KS is associated, in 45 to 80% of cases, with mutations in the MLL2 gene. KDM6Agene deletions have also been reported in a few cases.
Clinical diagnostic criteria for KS have not been established. Diagnosis relies on the clinical observation of 5 cardinal findings which are 1) cranio-facial features, 2) postnatal growth retardation, 3) skeletal anomalies, 4) persistence of fetal fingertips and 5) intellectual deficiency. Molecular analysis may confirm the clinical diagnosis.
Differential diagnosis of KS includes CHARGE, branchiootorenal, Ehlers-Danlos (hypermobile form), Hardikar syndromes, IRF6-related disorders and 22q11 deletion syndrome (see these terms). Various chromosomal anomalies can also induce clinical signs that overlap the KS clinical spectrum.
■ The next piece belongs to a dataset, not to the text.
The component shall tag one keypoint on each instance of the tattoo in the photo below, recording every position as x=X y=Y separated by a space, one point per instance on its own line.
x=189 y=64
Antenatal diagnosis is feasible in families with a previous KS child when the causal mutation is already known.
KS occurs sporadically in most cases but may have an autosomal dominant mode of inheritance with a subsequent 50% recurrence risk.
Management and treatment
Management of KS patients focuses on manifestations; for example, treatment for feeding issues in infants may include gastrostomy tube placement. Affected individuals benefit from annual hearing and vision assessment and routine dental evaluation. If immunologic studies are abnormal or if the patient has recurrent infections, assessment by an immunologist should be considered.
Although morbidity is significant, prognosis is quite favorable. Life expectancy is somewhat dependent on cardiac and immunologic complications.